Zuzana Tothova, MD, PhD, Dana-Farber Cancer Institute, Instructor in Medicine at Harvard Medical School, Associate Member of the Broad Institute, and principal faculty in the Harvard Stem Cell Institute

The RUNX1 gene encodes a protein that falls into a specific category of proteins called transcription factors. Transcription factors are proteins that can control the output of protein production from other genes. Transcription factors are analogous to a hand turning a light switch on or off, where the switch represents the control of many genes. RUNX1 is a critical transcription factor for blood cells. Yet RUNX1 cannot exert its function of turning on or off different genes in the blood without its specific protein partners. When RUNX1 and its partners form a complex, only then will the on or off switch controlling other genes work.

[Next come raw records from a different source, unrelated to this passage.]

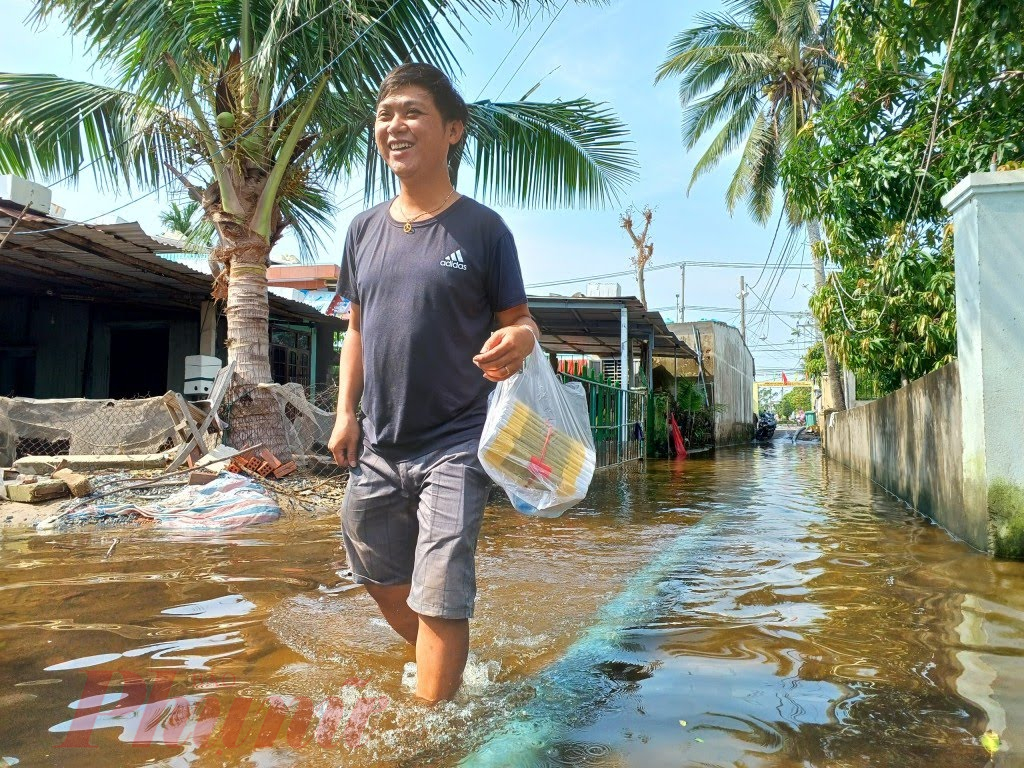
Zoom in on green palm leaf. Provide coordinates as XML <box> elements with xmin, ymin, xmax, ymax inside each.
<box><xmin>467</xmin><ymin>99</ymin><xmax>635</xmax><ymax>214</ymax></box>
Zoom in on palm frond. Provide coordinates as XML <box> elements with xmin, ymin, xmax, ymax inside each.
<box><xmin>682</xmin><ymin>81</ymin><xmax>763</xmax><ymax>150</ymax></box>
<box><xmin>281</xmin><ymin>183</ymin><xmax>334</xmax><ymax>263</ymax></box>
<box><xmin>467</xmin><ymin>99</ymin><xmax>636</xmax><ymax>208</ymax></box>
<box><xmin>0</xmin><ymin>73</ymin><xmax>180</xmax><ymax>188</ymax></box>
<box><xmin>686</xmin><ymin>99</ymin><xmax>759</xmax><ymax>193</ymax></box>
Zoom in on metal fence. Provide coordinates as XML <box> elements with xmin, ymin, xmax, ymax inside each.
<box><xmin>558</xmin><ymin>373</ymin><xmax>647</xmax><ymax>468</ymax></box>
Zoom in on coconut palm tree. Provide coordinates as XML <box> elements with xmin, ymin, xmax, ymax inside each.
<box><xmin>160</xmin><ymin>200</ymin><xmax>213</xmax><ymax>248</ymax></box>
<box><xmin>656</xmin><ymin>0</ymin><xmax>846</xmax><ymax>409</ymax></box>
<box><xmin>0</xmin><ymin>0</ymin><xmax>634</xmax><ymax>453</ymax></box>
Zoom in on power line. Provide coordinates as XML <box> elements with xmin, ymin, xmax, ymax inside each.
<box><xmin>37</xmin><ymin>0</ymin><xmax>358</xmax><ymax>191</ymax></box>
<box><xmin>476</xmin><ymin>5</ymin><xmax>544</xmax><ymax>101</ymax></box>
<box><xmin>496</xmin><ymin>0</ymin><xmax>569</xmax><ymax>100</ymax></box>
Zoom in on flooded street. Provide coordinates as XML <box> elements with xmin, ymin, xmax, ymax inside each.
<box><xmin>0</xmin><ymin>440</ymin><xmax>1024</xmax><ymax>768</ymax></box>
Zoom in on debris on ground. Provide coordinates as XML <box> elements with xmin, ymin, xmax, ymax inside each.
<box><xmin>227</xmin><ymin>449</ymin><xmax>296</xmax><ymax>480</ymax></box>
<box><xmin>14</xmin><ymin>454</ymin><xmax>170</xmax><ymax>475</ymax></box>
<box><xmin>0</xmin><ymin>445</ymin><xmax>347</xmax><ymax>529</ymax></box>
<box><xmin>36</xmin><ymin>473</ymin><xmax>281</xmax><ymax>530</ymax></box>
<box><xmin>50</xmin><ymin>462</ymin><xmax>92</xmax><ymax>499</ymax></box>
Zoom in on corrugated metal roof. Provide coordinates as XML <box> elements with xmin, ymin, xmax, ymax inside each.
<box><xmin>528</xmin><ymin>296</ymin><xmax>696</xmax><ymax>359</ymax></box>
<box><xmin>0</xmin><ymin>200</ymin><xmax>338</xmax><ymax>325</ymax></box>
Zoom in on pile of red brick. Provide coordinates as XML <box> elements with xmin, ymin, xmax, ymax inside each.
<box><xmin>227</xmin><ymin>449</ymin><xmax>295</xmax><ymax>479</ymax></box>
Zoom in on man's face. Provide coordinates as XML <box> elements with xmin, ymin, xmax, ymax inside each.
<box><xmin>374</xmin><ymin>85</ymin><xmax>463</xmax><ymax>179</ymax></box>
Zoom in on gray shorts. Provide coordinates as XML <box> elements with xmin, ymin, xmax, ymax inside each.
<box><xmin>341</xmin><ymin>440</ymin><xmax>489</xmax><ymax>618</ymax></box>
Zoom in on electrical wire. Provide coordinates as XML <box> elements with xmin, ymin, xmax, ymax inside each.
<box><xmin>496</xmin><ymin>0</ymin><xmax>569</xmax><ymax>100</ymax></box>
<box><xmin>37</xmin><ymin>0</ymin><xmax>360</xmax><ymax>186</ymax></box>
<box><xmin>476</xmin><ymin>5</ymin><xmax>544</xmax><ymax>101</ymax></box>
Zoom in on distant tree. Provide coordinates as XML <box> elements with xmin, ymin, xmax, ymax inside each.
<box><xmin>0</xmin><ymin>0</ymin><xmax>635</xmax><ymax>457</ymax></box>
<box><xmin>778</xmin><ymin>387</ymin><xmax>811</xmax><ymax>419</ymax></box>
<box><xmin>618</xmin><ymin>206</ymin><xmax>654</xmax><ymax>309</ymax></box>
<box><xmin>656</xmin><ymin>0</ymin><xmax>846</xmax><ymax>410</ymax></box>
<box><xmin>160</xmin><ymin>200</ymin><xmax>214</xmax><ymax>248</ymax></box>
<box><xmin>804</xmin><ymin>341</ymin><xmax>825</xmax><ymax>384</ymax></box>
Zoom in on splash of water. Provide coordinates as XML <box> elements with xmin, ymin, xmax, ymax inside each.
<box><xmin>460</xmin><ymin>512</ymin><xmax>724</xmax><ymax>768</ymax></box>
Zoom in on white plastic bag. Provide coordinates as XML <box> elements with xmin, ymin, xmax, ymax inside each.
<box><xmin>478</xmin><ymin>341</ymin><xmax>596</xmax><ymax>517</ymax></box>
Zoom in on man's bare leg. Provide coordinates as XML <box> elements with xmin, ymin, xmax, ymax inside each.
<box><xmin>367</xmin><ymin>584</ymin><xmax>420</xmax><ymax>645</ymax></box>
<box><xmin>416</xmin><ymin>615</ymin><xmax>469</xmax><ymax>703</ymax></box>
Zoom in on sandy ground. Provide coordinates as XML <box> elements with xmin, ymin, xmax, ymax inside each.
<box><xmin>0</xmin><ymin>474</ymin><xmax>347</xmax><ymax>529</ymax></box>
<box><xmin>0</xmin><ymin>499</ymin><xmax>68</xmax><ymax>528</ymax></box>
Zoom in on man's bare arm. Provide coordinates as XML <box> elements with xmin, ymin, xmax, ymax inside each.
<box><xmin>473</xmin><ymin>304</ymin><xmax>541</xmax><ymax>381</ymax></box>
<box><xmin>328</xmin><ymin>304</ymin><xmax>362</xmax><ymax>467</ymax></box>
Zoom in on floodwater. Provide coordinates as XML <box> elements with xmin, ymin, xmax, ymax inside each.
<box><xmin>0</xmin><ymin>440</ymin><xmax>1024</xmax><ymax>768</ymax></box>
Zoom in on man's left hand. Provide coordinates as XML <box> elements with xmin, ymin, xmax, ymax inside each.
<box><xmin>473</xmin><ymin>326</ymin><xmax>534</xmax><ymax>381</ymax></box>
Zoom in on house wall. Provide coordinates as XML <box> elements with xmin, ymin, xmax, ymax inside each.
<box><xmin>710</xmin><ymin>323</ymin><xmax>755</xmax><ymax>445</ymax></box>
<box><xmin>658</xmin><ymin>321</ymin><xmax>755</xmax><ymax>445</ymax></box>
<box><xmin>28</xmin><ymin>299</ymin><xmax>91</xmax><ymax>397</ymax></box>
<box><xmin>824</xmin><ymin>362</ymin><xmax>970</xmax><ymax>549</ymax></box>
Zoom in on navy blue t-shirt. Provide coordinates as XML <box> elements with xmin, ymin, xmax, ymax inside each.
<box><xmin>337</xmin><ymin>198</ymin><xmax>526</xmax><ymax>458</ymax></box>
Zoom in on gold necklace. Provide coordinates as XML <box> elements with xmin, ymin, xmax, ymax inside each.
<box><xmin>395</xmin><ymin>186</ymin><xmax>455</xmax><ymax>234</ymax></box>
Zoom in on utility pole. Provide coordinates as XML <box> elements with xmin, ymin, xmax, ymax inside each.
<box><xmin>676</xmin><ymin>264</ymin><xmax>686</xmax><ymax>323</ymax></box>
<box><xmin>736</xmin><ymin>275</ymin><xmax>750</xmax><ymax>344</ymax></box>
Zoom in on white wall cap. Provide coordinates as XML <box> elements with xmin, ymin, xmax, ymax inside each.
<box><xmin>942</xmin><ymin>170</ymin><xmax>1024</xmax><ymax>213</ymax></box>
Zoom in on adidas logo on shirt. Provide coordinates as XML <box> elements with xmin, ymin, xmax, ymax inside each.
<box><xmin>441</xmin><ymin>248</ymin><xmax>466</xmax><ymax>271</ymax></box>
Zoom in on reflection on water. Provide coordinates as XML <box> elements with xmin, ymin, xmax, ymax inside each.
<box><xmin>0</xmin><ymin>444</ymin><xmax>1024</xmax><ymax>768</ymax></box>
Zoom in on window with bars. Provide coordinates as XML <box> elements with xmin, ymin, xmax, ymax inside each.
<box><xmin>270</xmin><ymin>324</ymin><xmax>312</xmax><ymax>387</ymax></box>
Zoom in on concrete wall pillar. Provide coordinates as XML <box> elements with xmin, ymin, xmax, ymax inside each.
<box><xmin>942</xmin><ymin>171</ymin><xmax>1024</xmax><ymax>558</ymax></box>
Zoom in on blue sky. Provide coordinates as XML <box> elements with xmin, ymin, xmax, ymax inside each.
<box><xmin>0</xmin><ymin>0</ymin><xmax>813</xmax><ymax>379</ymax></box>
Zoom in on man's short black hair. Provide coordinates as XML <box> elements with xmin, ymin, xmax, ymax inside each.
<box><xmin>377</xmin><ymin>63</ymin><xmax>469</xmax><ymax>125</ymax></box>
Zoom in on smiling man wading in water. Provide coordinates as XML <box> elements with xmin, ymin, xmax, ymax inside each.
<box><xmin>330</xmin><ymin>63</ymin><xmax>539</xmax><ymax>701</ymax></box>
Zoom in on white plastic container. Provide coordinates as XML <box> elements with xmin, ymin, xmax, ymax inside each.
<box><xmin>184</xmin><ymin>354</ymin><xmax>222</xmax><ymax>394</ymax></box>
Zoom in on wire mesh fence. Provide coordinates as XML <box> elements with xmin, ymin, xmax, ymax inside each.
<box><xmin>0</xmin><ymin>397</ymin><xmax>180</xmax><ymax>466</ymax></box>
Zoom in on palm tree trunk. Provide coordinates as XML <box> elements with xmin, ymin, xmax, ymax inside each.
<box><xmin>217</xmin><ymin>232</ymin><xmax>292</xmax><ymax>461</ymax></box>
<box><xmin>807</xmin><ymin>220</ymin><xmax>846</xmax><ymax>411</ymax></box>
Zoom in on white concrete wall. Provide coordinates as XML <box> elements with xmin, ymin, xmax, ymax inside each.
<box><xmin>942</xmin><ymin>171</ymin><xmax>1024</xmax><ymax>558</ymax></box>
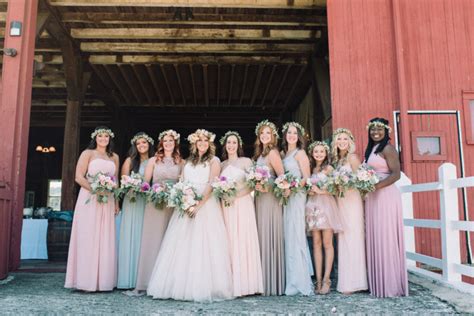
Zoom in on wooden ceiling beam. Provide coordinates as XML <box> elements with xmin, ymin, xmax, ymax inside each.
<box><xmin>49</xmin><ymin>0</ymin><xmax>326</xmax><ymax>10</ymax></box>
<box><xmin>71</xmin><ymin>27</ymin><xmax>321</xmax><ymax>41</ymax></box>
<box><xmin>145</xmin><ymin>65</ymin><xmax>165</xmax><ymax>106</ymax></box>
<box><xmin>81</xmin><ymin>42</ymin><xmax>314</xmax><ymax>54</ymax></box>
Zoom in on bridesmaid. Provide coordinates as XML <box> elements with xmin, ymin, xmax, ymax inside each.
<box><xmin>365</xmin><ymin>117</ymin><xmax>408</xmax><ymax>297</ymax></box>
<box><xmin>306</xmin><ymin>141</ymin><xmax>342</xmax><ymax>294</ymax></box>
<box><xmin>282</xmin><ymin>122</ymin><xmax>313</xmax><ymax>295</ymax></box>
<box><xmin>117</xmin><ymin>132</ymin><xmax>155</xmax><ymax>289</ymax></box>
<box><xmin>332</xmin><ymin>128</ymin><xmax>368</xmax><ymax>294</ymax></box>
<box><xmin>133</xmin><ymin>129</ymin><xmax>183</xmax><ymax>295</ymax></box>
<box><xmin>220</xmin><ymin>131</ymin><xmax>263</xmax><ymax>297</ymax></box>
<box><xmin>253</xmin><ymin>120</ymin><xmax>285</xmax><ymax>296</ymax></box>
<box><xmin>64</xmin><ymin>126</ymin><xmax>119</xmax><ymax>292</ymax></box>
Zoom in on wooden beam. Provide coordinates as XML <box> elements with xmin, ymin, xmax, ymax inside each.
<box><xmin>145</xmin><ymin>65</ymin><xmax>165</xmax><ymax>106</ymax></box>
<box><xmin>49</xmin><ymin>0</ymin><xmax>326</xmax><ymax>10</ymax></box>
<box><xmin>227</xmin><ymin>64</ymin><xmax>235</xmax><ymax>106</ymax></box>
<box><xmin>160</xmin><ymin>65</ymin><xmax>176</xmax><ymax>105</ymax></box>
<box><xmin>283</xmin><ymin>66</ymin><xmax>307</xmax><ymax>109</ymax></box>
<box><xmin>173</xmin><ymin>64</ymin><xmax>186</xmax><ymax>105</ymax></box>
<box><xmin>60</xmin><ymin>12</ymin><xmax>327</xmax><ymax>28</ymax></box>
<box><xmin>189</xmin><ymin>64</ymin><xmax>197</xmax><ymax>106</ymax></box>
<box><xmin>272</xmin><ymin>65</ymin><xmax>292</xmax><ymax>106</ymax></box>
<box><xmin>81</xmin><ymin>42</ymin><xmax>313</xmax><ymax>54</ymax></box>
<box><xmin>202</xmin><ymin>65</ymin><xmax>209</xmax><ymax>106</ymax></box>
<box><xmin>71</xmin><ymin>28</ymin><xmax>321</xmax><ymax>41</ymax></box>
<box><xmin>250</xmin><ymin>65</ymin><xmax>265</xmax><ymax>106</ymax></box>
<box><xmin>260</xmin><ymin>65</ymin><xmax>277</xmax><ymax>106</ymax></box>
<box><xmin>88</xmin><ymin>55</ymin><xmax>307</xmax><ymax>64</ymax></box>
<box><xmin>239</xmin><ymin>65</ymin><xmax>249</xmax><ymax>105</ymax></box>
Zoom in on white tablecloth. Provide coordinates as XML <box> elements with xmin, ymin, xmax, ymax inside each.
<box><xmin>21</xmin><ymin>219</ymin><xmax>48</xmax><ymax>259</ymax></box>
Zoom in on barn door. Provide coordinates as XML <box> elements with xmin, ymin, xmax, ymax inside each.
<box><xmin>395</xmin><ymin>111</ymin><xmax>471</xmax><ymax>270</ymax></box>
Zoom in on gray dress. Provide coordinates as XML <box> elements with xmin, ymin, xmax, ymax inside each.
<box><xmin>283</xmin><ymin>150</ymin><xmax>313</xmax><ymax>295</ymax></box>
<box><xmin>255</xmin><ymin>156</ymin><xmax>285</xmax><ymax>296</ymax></box>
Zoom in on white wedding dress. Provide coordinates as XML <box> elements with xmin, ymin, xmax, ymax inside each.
<box><xmin>147</xmin><ymin>158</ymin><xmax>232</xmax><ymax>301</ymax></box>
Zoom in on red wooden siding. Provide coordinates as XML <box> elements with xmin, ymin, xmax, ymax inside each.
<box><xmin>327</xmin><ymin>0</ymin><xmax>474</xmax><ymax>282</ymax></box>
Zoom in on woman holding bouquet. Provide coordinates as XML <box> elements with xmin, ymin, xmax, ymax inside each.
<box><xmin>220</xmin><ymin>131</ymin><xmax>263</xmax><ymax>297</ymax></box>
<box><xmin>282</xmin><ymin>122</ymin><xmax>313</xmax><ymax>295</ymax></box>
<box><xmin>306</xmin><ymin>141</ymin><xmax>342</xmax><ymax>294</ymax></box>
<box><xmin>132</xmin><ymin>129</ymin><xmax>183</xmax><ymax>295</ymax></box>
<box><xmin>64</xmin><ymin>126</ymin><xmax>119</xmax><ymax>292</ymax></box>
<box><xmin>147</xmin><ymin>129</ymin><xmax>233</xmax><ymax>301</ymax></box>
<box><xmin>365</xmin><ymin>117</ymin><xmax>408</xmax><ymax>297</ymax></box>
<box><xmin>332</xmin><ymin>128</ymin><xmax>368</xmax><ymax>294</ymax></box>
<box><xmin>117</xmin><ymin>132</ymin><xmax>155</xmax><ymax>289</ymax></box>
<box><xmin>253</xmin><ymin>120</ymin><xmax>285</xmax><ymax>296</ymax></box>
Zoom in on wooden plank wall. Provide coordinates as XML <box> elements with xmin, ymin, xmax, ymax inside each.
<box><xmin>327</xmin><ymin>0</ymin><xmax>474</xmax><ymax>281</ymax></box>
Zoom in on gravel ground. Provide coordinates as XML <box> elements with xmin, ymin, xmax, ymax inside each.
<box><xmin>0</xmin><ymin>273</ymin><xmax>468</xmax><ymax>315</ymax></box>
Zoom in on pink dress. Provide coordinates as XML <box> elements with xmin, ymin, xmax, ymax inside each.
<box><xmin>365</xmin><ymin>147</ymin><xmax>408</xmax><ymax>297</ymax></box>
<box><xmin>64</xmin><ymin>158</ymin><xmax>117</xmax><ymax>292</ymax></box>
<box><xmin>337</xmin><ymin>163</ymin><xmax>368</xmax><ymax>292</ymax></box>
<box><xmin>135</xmin><ymin>157</ymin><xmax>181</xmax><ymax>291</ymax></box>
<box><xmin>306</xmin><ymin>172</ymin><xmax>342</xmax><ymax>233</ymax></box>
<box><xmin>221</xmin><ymin>158</ymin><xmax>263</xmax><ymax>296</ymax></box>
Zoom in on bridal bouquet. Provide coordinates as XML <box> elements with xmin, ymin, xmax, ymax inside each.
<box><xmin>273</xmin><ymin>172</ymin><xmax>302</xmax><ymax>205</ymax></box>
<box><xmin>168</xmin><ymin>182</ymin><xmax>202</xmax><ymax>217</ymax></box>
<box><xmin>245</xmin><ymin>165</ymin><xmax>271</xmax><ymax>196</ymax></box>
<box><xmin>211</xmin><ymin>176</ymin><xmax>237</xmax><ymax>207</ymax></box>
<box><xmin>86</xmin><ymin>172</ymin><xmax>117</xmax><ymax>203</ymax></box>
<box><xmin>355</xmin><ymin>164</ymin><xmax>380</xmax><ymax>198</ymax></box>
<box><xmin>115</xmin><ymin>171</ymin><xmax>146</xmax><ymax>203</ymax></box>
<box><xmin>147</xmin><ymin>183</ymin><xmax>170</xmax><ymax>209</ymax></box>
<box><xmin>326</xmin><ymin>168</ymin><xmax>355</xmax><ymax>198</ymax></box>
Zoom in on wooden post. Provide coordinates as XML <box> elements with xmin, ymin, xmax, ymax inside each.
<box><xmin>438</xmin><ymin>163</ymin><xmax>461</xmax><ymax>282</ymax></box>
<box><xmin>0</xmin><ymin>0</ymin><xmax>38</xmax><ymax>272</ymax></box>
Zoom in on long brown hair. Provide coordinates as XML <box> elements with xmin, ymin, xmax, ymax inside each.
<box><xmin>252</xmin><ymin>125</ymin><xmax>278</xmax><ymax>160</ymax></box>
<box><xmin>155</xmin><ymin>135</ymin><xmax>182</xmax><ymax>165</ymax></box>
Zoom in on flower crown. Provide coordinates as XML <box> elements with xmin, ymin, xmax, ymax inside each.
<box><xmin>282</xmin><ymin>122</ymin><xmax>305</xmax><ymax>136</ymax></box>
<box><xmin>91</xmin><ymin>128</ymin><xmax>115</xmax><ymax>139</ymax></box>
<box><xmin>130</xmin><ymin>133</ymin><xmax>155</xmax><ymax>145</ymax></box>
<box><xmin>158</xmin><ymin>129</ymin><xmax>181</xmax><ymax>144</ymax></box>
<box><xmin>219</xmin><ymin>131</ymin><xmax>244</xmax><ymax>146</ymax></box>
<box><xmin>188</xmin><ymin>129</ymin><xmax>216</xmax><ymax>144</ymax></box>
<box><xmin>255</xmin><ymin>120</ymin><xmax>280</xmax><ymax>139</ymax></box>
<box><xmin>308</xmin><ymin>140</ymin><xmax>331</xmax><ymax>155</ymax></box>
<box><xmin>367</xmin><ymin>121</ymin><xmax>392</xmax><ymax>133</ymax></box>
<box><xmin>332</xmin><ymin>127</ymin><xmax>354</xmax><ymax>140</ymax></box>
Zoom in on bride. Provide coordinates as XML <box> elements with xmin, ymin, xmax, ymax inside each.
<box><xmin>147</xmin><ymin>129</ymin><xmax>232</xmax><ymax>301</ymax></box>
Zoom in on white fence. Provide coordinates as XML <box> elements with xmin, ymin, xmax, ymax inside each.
<box><xmin>397</xmin><ymin>163</ymin><xmax>474</xmax><ymax>294</ymax></box>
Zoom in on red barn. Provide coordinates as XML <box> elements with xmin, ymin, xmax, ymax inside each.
<box><xmin>0</xmin><ymin>0</ymin><xmax>474</xmax><ymax>284</ymax></box>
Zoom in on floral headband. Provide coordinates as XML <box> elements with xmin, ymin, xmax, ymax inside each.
<box><xmin>255</xmin><ymin>120</ymin><xmax>280</xmax><ymax>139</ymax></box>
<box><xmin>130</xmin><ymin>133</ymin><xmax>155</xmax><ymax>145</ymax></box>
<box><xmin>188</xmin><ymin>129</ymin><xmax>216</xmax><ymax>144</ymax></box>
<box><xmin>158</xmin><ymin>129</ymin><xmax>181</xmax><ymax>144</ymax></box>
<box><xmin>308</xmin><ymin>140</ymin><xmax>331</xmax><ymax>155</ymax></box>
<box><xmin>282</xmin><ymin>122</ymin><xmax>305</xmax><ymax>135</ymax></box>
<box><xmin>219</xmin><ymin>131</ymin><xmax>244</xmax><ymax>146</ymax></box>
<box><xmin>367</xmin><ymin>121</ymin><xmax>392</xmax><ymax>133</ymax></box>
<box><xmin>332</xmin><ymin>128</ymin><xmax>354</xmax><ymax>140</ymax></box>
<box><xmin>91</xmin><ymin>128</ymin><xmax>115</xmax><ymax>139</ymax></box>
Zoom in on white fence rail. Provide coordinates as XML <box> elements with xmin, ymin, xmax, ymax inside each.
<box><xmin>397</xmin><ymin>163</ymin><xmax>474</xmax><ymax>294</ymax></box>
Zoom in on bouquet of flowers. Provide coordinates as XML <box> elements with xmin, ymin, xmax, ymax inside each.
<box><xmin>355</xmin><ymin>164</ymin><xmax>380</xmax><ymax>198</ymax></box>
<box><xmin>211</xmin><ymin>176</ymin><xmax>237</xmax><ymax>207</ymax></box>
<box><xmin>115</xmin><ymin>171</ymin><xmax>146</xmax><ymax>203</ymax></box>
<box><xmin>245</xmin><ymin>165</ymin><xmax>271</xmax><ymax>196</ymax></box>
<box><xmin>147</xmin><ymin>183</ymin><xmax>170</xmax><ymax>209</ymax></box>
<box><xmin>305</xmin><ymin>176</ymin><xmax>327</xmax><ymax>192</ymax></box>
<box><xmin>168</xmin><ymin>182</ymin><xmax>202</xmax><ymax>217</ymax></box>
<box><xmin>326</xmin><ymin>168</ymin><xmax>355</xmax><ymax>198</ymax></box>
<box><xmin>86</xmin><ymin>172</ymin><xmax>117</xmax><ymax>203</ymax></box>
<box><xmin>273</xmin><ymin>172</ymin><xmax>301</xmax><ymax>205</ymax></box>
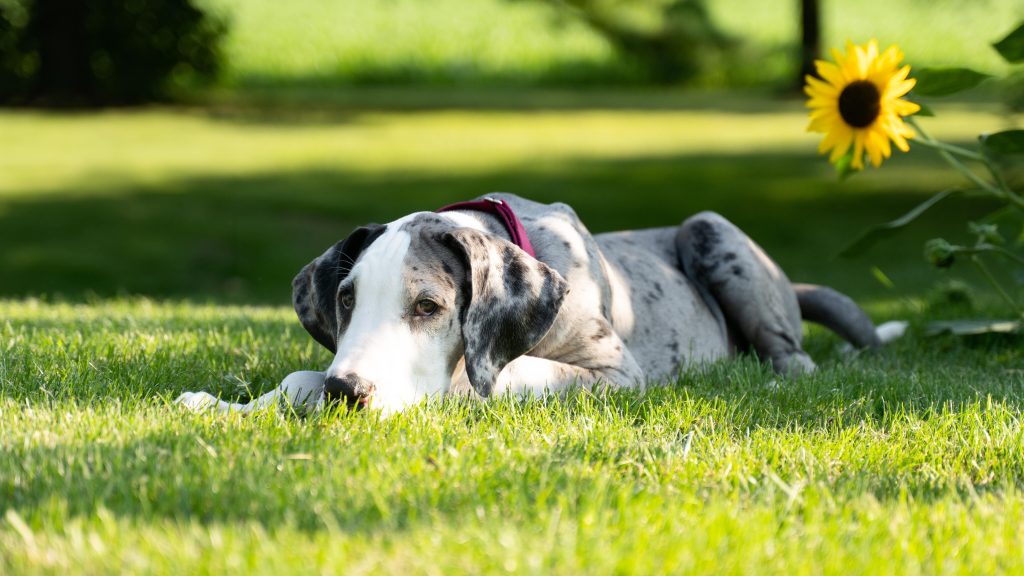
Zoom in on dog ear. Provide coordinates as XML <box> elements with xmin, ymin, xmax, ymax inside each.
<box><xmin>292</xmin><ymin>224</ymin><xmax>387</xmax><ymax>352</ymax></box>
<box><xmin>443</xmin><ymin>229</ymin><xmax>568</xmax><ymax>398</ymax></box>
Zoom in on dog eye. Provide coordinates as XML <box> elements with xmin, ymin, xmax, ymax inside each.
<box><xmin>339</xmin><ymin>292</ymin><xmax>355</xmax><ymax>310</ymax></box>
<box><xmin>414</xmin><ymin>300</ymin><xmax>437</xmax><ymax>316</ymax></box>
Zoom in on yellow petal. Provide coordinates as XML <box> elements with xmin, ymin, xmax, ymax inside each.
<box><xmin>893</xmin><ymin>100</ymin><xmax>921</xmax><ymax>116</ymax></box>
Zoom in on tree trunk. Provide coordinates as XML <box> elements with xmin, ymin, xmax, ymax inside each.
<box><xmin>31</xmin><ymin>0</ymin><xmax>94</xmax><ymax>106</ymax></box>
<box><xmin>797</xmin><ymin>0</ymin><xmax>821</xmax><ymax>87</ymax></box>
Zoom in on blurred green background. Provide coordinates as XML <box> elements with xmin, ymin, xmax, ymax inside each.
<box><xmin>0</xmin><ymin>0</ymin><xmax>1024</xmax><ymax>303</ymax></box>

In diseases, like RUNX1-FPD where a transcription factor is not working at 100% capacity or is in some way dysfunctional, some blood cells attempt to adapt and compensate for the deficiency and this adaptation can lead to cancer. Dr. Tothova and colleagues have found that in both acute myeloid leukemia (AML) and myelodysplastic syndromes (MDS), cells with mutations in RUNX1 often also have mutations in a gene called STAG2. This second mutation in STAG2 is evidence of an adaptation made by the cells. STAG2 is a protein involved in gene activation because of its key role in controlling the architecture of DNA. Dr. Tothova’s research is focused on understanding why mutations in STAG2 help diseased blood cells survive and expand. She is doing this by evaluating liquid-liquid phase separation condensates in healthy blood cells versus RUNX1-FPD blood cells. Liquid-liquid phase separation was only very recently described as a new model of gene control. This model suggests that the areas in which gene control is occurring, within the core of the cell (the nucleus), are physically distinct and form structures like water droplets in order to compartmentalize these critical cellular reactions. Dr. Tothova hypothesizes that the liquid phase condensates, the water droplets, in RUNX1-FPD blood cells are reorganized. Her research aims to uncover a new therapeutic strategy that would specifically target mutant phase condensates in RUNX1-FPD blood cells that are transforming into cancer cells, potentially stopping cancer formation in its tracks.